Karoseria została pokryta głęboką czernią, która budzi respekt. Jej dopełnieniem są 22-calowe, kute felgi Brabus Monoblock ZM „Platinium Edition”. Obręcze z dużym wypełnieniem i krótkimi ramionami mogą wydawać się kontrowersyjne, ale pasują do sylwetki topowego auta tej marki.
>Ta 800-konna limuzyna przyspiesza, jak Ferrari. Kupisz ją w polskich salonach
Brabus 930 zyskał także kilka zmian w kabinie, gdzie wykorzystano jeszcze więcej dekorów z włókna węglowego. Klient może wybierać pomiędzy dwoma wzorami kolorystycznymi: czernią i błękitem. Ten drugi fajnie kontrastuje z karoserią, ale wydaje się lekko przytłaczający.
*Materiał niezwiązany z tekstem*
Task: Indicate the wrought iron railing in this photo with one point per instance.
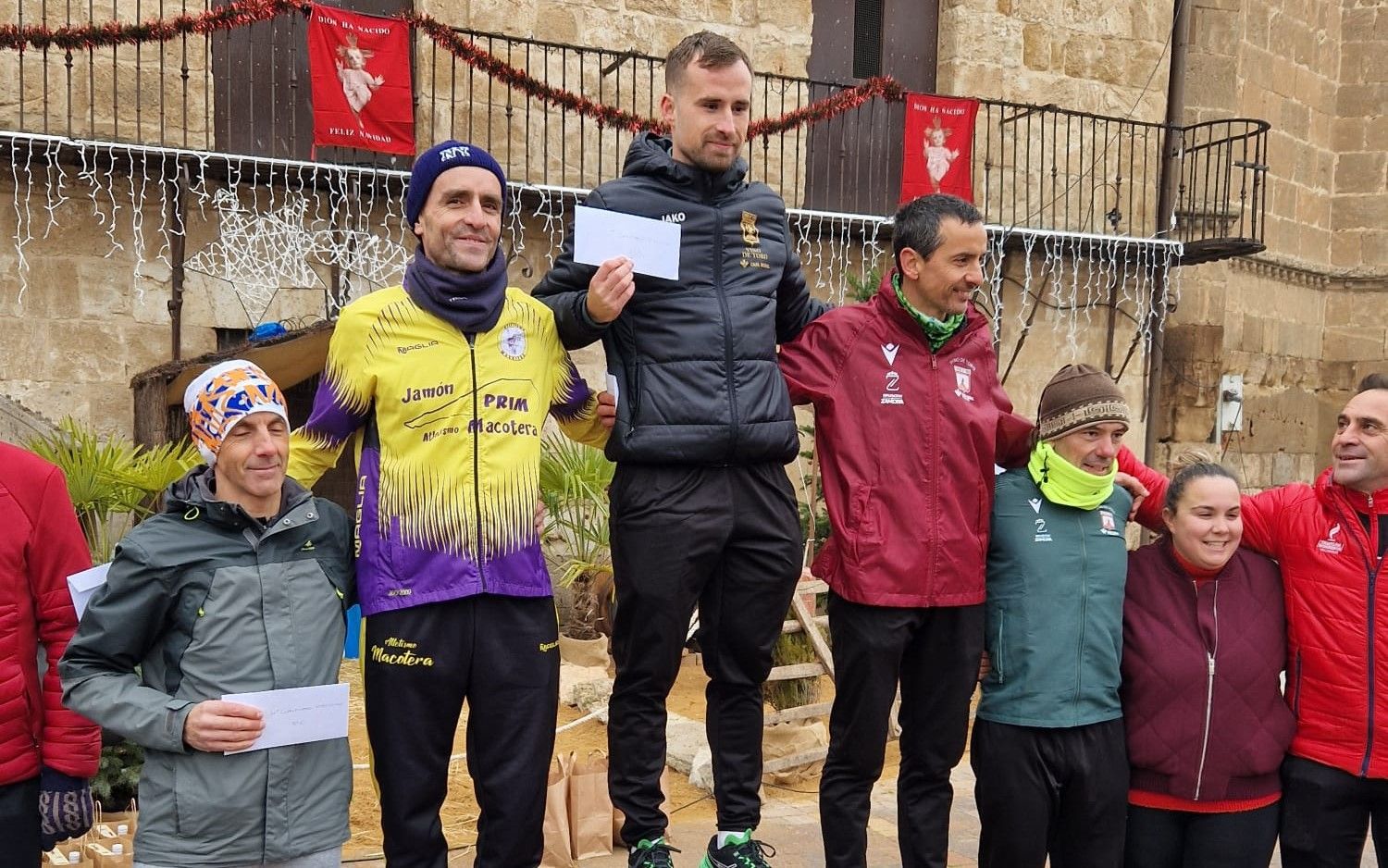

Bystre oko dostrzeże również oznaczenie „77”. Cóż to takiego? Nawiązanie do daty założenia tego niemieckiego tunera. Przypomnijmy, że powstał w 1977 roku, czyli 47 lat temu. To już niemal pół wieku rynkowych doświadczeń.
Brabus 930 – mocy nigdy za wiele
Czas przejść do danych technicznych. Oryginalny Mercedes-AMG S 63 E Performance skrywa czterolitrowe, podwójnie doładowane V8 wsparte jednostką elektryczną. Potencjał tego zestawu to aż 802 konie mechaniczne i 1430 niutonometrów. te wartości rozpędzają 2,5-tonową limuzynę do setki w 3,3 sekundy.
Brabus 930, jak sama nazwa wskazuje, został podkręcony do 930 koni mechanicznych i 1510 niutonometrów. To wyraźny wzrost, nawet jak na tę moc. Taki efekt uzyskano dzięki zastosowaniu modułu sterującego PowerXtra B40E-930. Co ciekawe, to jedyna modyfikacja – doładowanie i osprzęt pozostały takie same.
Jak wynika z pomiarów podanych przez tunera, niemiecka limuzyna po tych zmianach rozpędza się do 100 km/h w 3,2 sekundy. Brabus postanowił przenieść ogranicznik prędkości z 250 km/h do wartości 290 km/h.
Ile kosztuje tak zmodyfikowana Klasa S w topowym wydaniu? Ceny zaczynają się od 405 tysięcy euro, co oznacza niemal dwukrotność bazowego AMG z układem hybrydowym. Kto chce się wyróżniać i budzić pożądanie, musi słono płacić.